THE EARTH TIMES
NOVEMBER 5, 1993
Citibank raises corporate consciousness
Environment grants spur local projects in US and abroad
BY ASHALI VARMA
New York—Environment protection, corporate consciousness, and sustainable development are the new buzzwords of the 1990s but few people know the extent to which large multinational corporations are committed to action.
Take the case of Citibank. Its policy that “good works are good business” is reflected in the $20 million that the bank spent in 1992 in a wide range of local, regional and international projects in the field of education, community development, health, and the environment. With a presence in 93 countries, 66 of which are in the developing world, the bank has a well-defined public-responsibility program which gives grants to NGOs and community development projects. These grants range from $5,000 to $75,000, according to Paul M. Ostergard, Director of Corporate Contributions and Civic Responsibility at Citibank.
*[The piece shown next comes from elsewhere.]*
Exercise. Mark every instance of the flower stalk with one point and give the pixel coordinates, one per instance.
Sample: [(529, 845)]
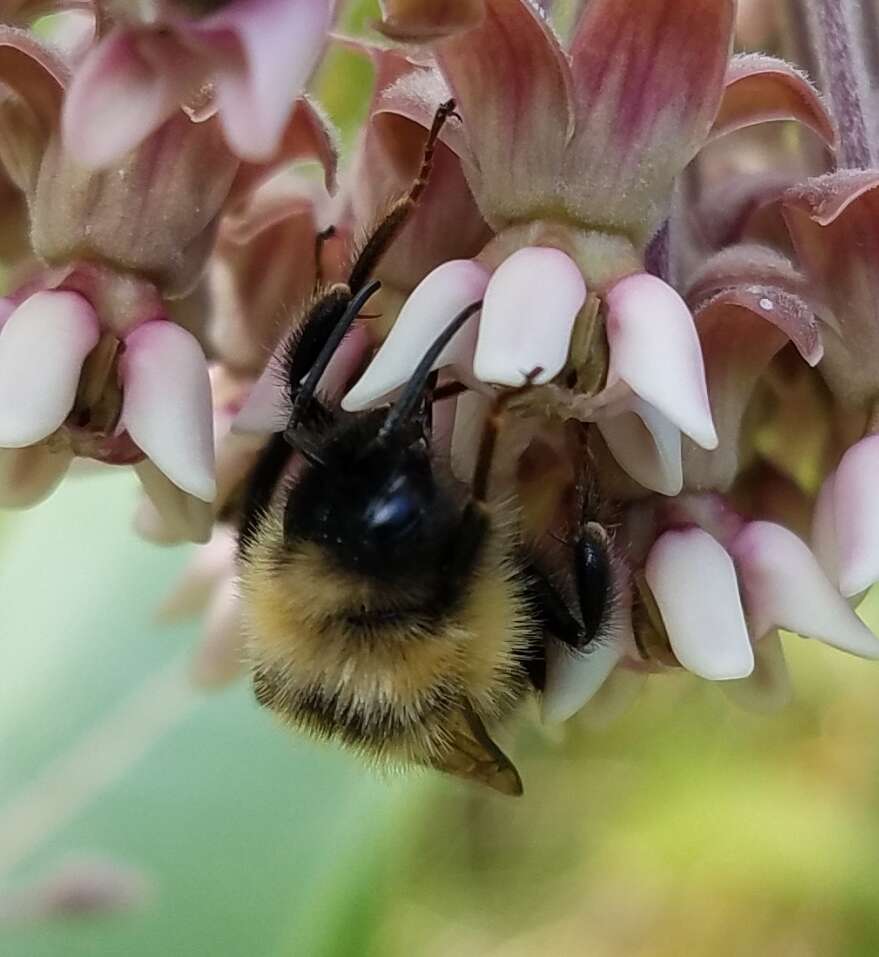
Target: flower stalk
[(844, 76)]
Ostergard feels the bank has a vital role as a corporate citizen. “Community development is what we are about as a bank in many respects,” he said during a recent interview. “When you look at the businesses that we are in, it is, critical for us that the communities we do business in are healthy communities, so we make intensive investments in housing, job creation and education.”
One example is Citibank’s support for inner-city youth in New York through Unity High School at The Door, a social service agency for the needs of children growing up in difficult surroundings. This model school tests ways to build academic skills, career awareness and self confidence in pupils who are at the risk of dropping out.
In a similar program in South East London, Citibank funds a partnership between education and business that uses goals to motivate youngsters in an attempt to raise aspirations and achievements. Here the added incentive is that those who complete the program successfully are guaranteed job interviews with participating employers.
In the poor countries of the developing world, the grants have an even larger impact. As Cynthia Stone, senior advisor for Citibank’s environmental and micro-enterprise grants, said, “We often look for projects which are new and innovative and can be models and are easily replicable. The initial impact of the grant may not be that large in terms of the number of people affected but if it is replicable it sets a precedent and can have a wide outreach.”
With this vision of sustainable development in mind, Citibank created a separate global environmental portfolio in 1990. With its presence in 66 developing countries it had the unique advantage of possessing first-hand knowledge of the particular problems faced by different communities. Kenneth Campbell, Public Affairs Director of Citibank’s Global Finance Division said: “We feel its part of our responsibility as guests of a country to be helpful in any way we can. We want to be a part of the community and to see it grow and prosper.”
Grants are made to NGOs who are already established and are effective in the work they are doing. This enables the funds to be utilized in an efficient and optimum manner, cutting through bureaucracy and waste. In 1992, for example, the bank gave $25,000 per year, for a three-year period, to Conservation International’s “Seed Ventures.”
Seed—which is an acronym for Sound Environmental Enterprise Development helps create an alternative to deforestation by developing businesses that market biodiversity products such as tagua nuts, Brazil nuts, tree oils, and fibers that are sustainably harvested from in and around priority ecosystems. About 150 people from Peru’s region are employed in the factory and the harvesting process.
A grant to Africare is helping to create a poultry business in Zambia. The financial aid supports construction of a poultry house, a revolving credit fund for feed and veterinary supplies, and training courses in business management.
Says Cynthia Stone: “The Bank has become increasingly aware of the interplay between environment and economics, particularly at the grassroots level. When you talk of economic development in developing countries, you’re really talking about what happens at the grassroots level. Last year we spent over $155,000 in international environment grants.”
To enable a poor country to develop expertise in sustainable, development, grants are given to scholars from these countries for their work in the sustainable use of natural resources.
The scope and scale of Citibank’s Corporate Contributions and Civic Responsibility program suggests that to be really successful in today’s interdependent global economy, it is not enough for a large multinational to look at profitability alone.
It is necessary to have the vision to participate and be an integral part of the social fabric of the community.